With regard to the cervical ripening process, we must clarify that there is no universally accepted threshold score to define a favourable or unfavourable cervix that tells us how to begin an induction. High Bishop scores have traditionally been associated with higher vaginal birth success rates18,19. However, there are studies that question the reliability of Bishop scores in predicting the final birth outcome20. In our study, we considered the cervical ripening process to be successful after obtaining a BS > 6 with administration of vaginal dinoprostone, basing ourselves on the results obtained in the majority of randomised studies and in clinical guidelines for induction of labour21,22.

As for the selection of the most adequate predictive model, many studies have compared the predictive capability of cervical length (CL) measured by ultrasound versus Bishop score on induction of labour outcomes, with conflicting results23,24,25,26. A systematic review conducted by Cochrane in 201527 did not find significant differences between both methods (CL vs BS) in terms of rates of vaginal births, caesareans and admission into NICU, and concluded that there is not enough evidence to recommend the use of CL over the standard digital examination in assessing cervical ripening.

As well as cervical length (CL) measured by ultrasound, fetal fibronectin has also been studied in assessing cervical ripening, but it has not been found to be superior to the Bishop score15. Considering the evidence from the published data and the ease of reproducing it, model C, in which the only added variable was the Bishop score, was our chosen model.

The main limitations of this study are related to the sample size, which is relatively small in comparison to other studies5,8. Also, our predictive model is created based on the sociodemographic and obstetric characteristics of a Caucasian/Hispanic population, so it must be validated externally in another type of population before being used.

Additionally, this study only analyses the obstetric and sociodemographic characteristics that have traditionally been associated with success in the labour induction process15,28. However, these data must be interpreted with caution, as there is still a certain lack of understanding of the physiological phenomena involved in the onset of labour and cervical ripening, and there is wide biological variation among mothers in the normal labour process29.

As far as strong points, we can mention its prospective observational design, making the collection of variables more exhaustive and complete.
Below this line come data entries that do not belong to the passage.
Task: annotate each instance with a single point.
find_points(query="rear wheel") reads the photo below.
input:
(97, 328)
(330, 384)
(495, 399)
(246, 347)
What's more, all patients included in the study are treated based on a homogeneous labour indication protocol with clear indications on the end of the same, reducing possible biases related to its use.


In conclusion, successful cervical ripening through the administration of the vaginal prostaglandin slow-release delivery system (Propess®) can be predicted from specific variables: gestational age, BMI, PROM, EFW and BS upon admission, through the use of this predictive model (C). Including this predictive model in hospital labor induction protocols could help in decision-making regarding the indication of this procedure by using the variables that best predict the success of cervical ripening with this induction method.